Parrot: Efficient Serving of LLM-based Applications with Semantic Variable

Chaofan Lin,Zhenhua Han,Chengruidong Zhang,Yuqing Yang,Fan Yang,Chen Chen,Lili Qiu
2024-05-30
Abstract:The rise of large language models (LLMs) has enabled LLM-based applications (a.k.a. AI agents or co-pilots), a new software paradigm that combines the strength of LLM and conventional software. Diverse LLM applications from different tenants could design complex workflows using multiple LLM requests to accomplish one task. However, they have to use the over-simplified request-level API provided by today's public LLM services, losing essential application-level information. Public LLM services have to blindly optimize individual LLM requests, leading to sub-optimal end-to-end performance of LLM applications. This paper introduces Parrot, an LLM service system that focuses on the end-to-end experience of LLM-based applications. Parrot proposes Semantic Variable, a unified abstraction to expose application-level knowledge to public LLM services. A Semantic Variable annotates an input/output variable in the prompt of a request, and creates the data pipeline when connecting multiple LLM requests, providing a natural way to program LLM applications. Exposing Semantic Variables to the public LLM service allows it to perform conventional data flow analysis to uncover the correlation across multiple LLM requests. This correlation opens a brand-new optimization space for the end-to-end performance of LLM-based applications. Extensive evaluations demonstrate that Parrot can achieve up to an order-of-magnitude improvement for popular and practical use cases of LLM applications.
Machine Learning
What problem does this paper attempt to address?
The paper mainly focuses on the efficiency issues of large language models (LLMs) in serving LLM-based applications. Existing public LLM services only provide simple request-level APIs, which leads to the loss of application-level information and affects end-to-end performance. The paper proposes a LLM service system called Parrot, which introduces the concept of "semantic variables" to expose application-level knowledge to public LLM services. Semantic variables allow annotating input/output variables in LLM request prompts and creating data pipelines when connecting multiple LLM requests, making programming LLM applications more natural.

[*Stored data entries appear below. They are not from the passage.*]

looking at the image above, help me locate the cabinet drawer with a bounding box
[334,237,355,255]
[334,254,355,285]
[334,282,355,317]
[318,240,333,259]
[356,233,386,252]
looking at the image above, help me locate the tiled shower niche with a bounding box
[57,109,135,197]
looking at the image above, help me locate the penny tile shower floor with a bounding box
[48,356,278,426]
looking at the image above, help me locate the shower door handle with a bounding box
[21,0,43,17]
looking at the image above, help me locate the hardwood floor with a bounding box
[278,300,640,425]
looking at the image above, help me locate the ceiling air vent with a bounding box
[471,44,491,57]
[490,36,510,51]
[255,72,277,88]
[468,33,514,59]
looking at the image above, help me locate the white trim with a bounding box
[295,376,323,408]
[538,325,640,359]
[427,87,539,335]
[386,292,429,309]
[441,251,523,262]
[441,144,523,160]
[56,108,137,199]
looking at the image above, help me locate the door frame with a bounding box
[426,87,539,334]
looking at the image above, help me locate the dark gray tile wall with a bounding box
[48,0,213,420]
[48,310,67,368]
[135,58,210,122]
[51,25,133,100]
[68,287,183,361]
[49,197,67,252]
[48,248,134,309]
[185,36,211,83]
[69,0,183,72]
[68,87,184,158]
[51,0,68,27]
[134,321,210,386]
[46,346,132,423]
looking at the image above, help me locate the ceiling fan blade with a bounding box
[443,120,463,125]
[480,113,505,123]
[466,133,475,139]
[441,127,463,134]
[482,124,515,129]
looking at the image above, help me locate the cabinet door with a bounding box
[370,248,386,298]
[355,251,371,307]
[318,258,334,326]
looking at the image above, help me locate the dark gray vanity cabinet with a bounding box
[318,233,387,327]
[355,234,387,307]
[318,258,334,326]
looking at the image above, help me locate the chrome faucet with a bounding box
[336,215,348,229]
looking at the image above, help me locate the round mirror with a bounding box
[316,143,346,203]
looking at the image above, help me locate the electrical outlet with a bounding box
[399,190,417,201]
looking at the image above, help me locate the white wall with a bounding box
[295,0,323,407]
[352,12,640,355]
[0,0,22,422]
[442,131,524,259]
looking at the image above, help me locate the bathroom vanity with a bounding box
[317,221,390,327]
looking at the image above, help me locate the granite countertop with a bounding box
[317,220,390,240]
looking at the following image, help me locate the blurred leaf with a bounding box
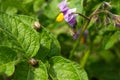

By exposing semantic variables to public LLM services, the service can perform regular data flow analysis, discover the correlation between multiple LLM requests, and create new optimization opportunities to improve end-to-end performance of LLM-based applications. The paper points out that consecutive LLM requests may have dependencies, different scheduling preferences, and a large amount of redundant computation. The Parrot system addresses these issues with semantic variables, which can reduce network latency, achieve more efficient scheduling, and improve efficiency by eliminating redundant computations. Experiments show that Parrot can achieve performance improvements of up to an order of magnitude in popular and practical LLM application use cases.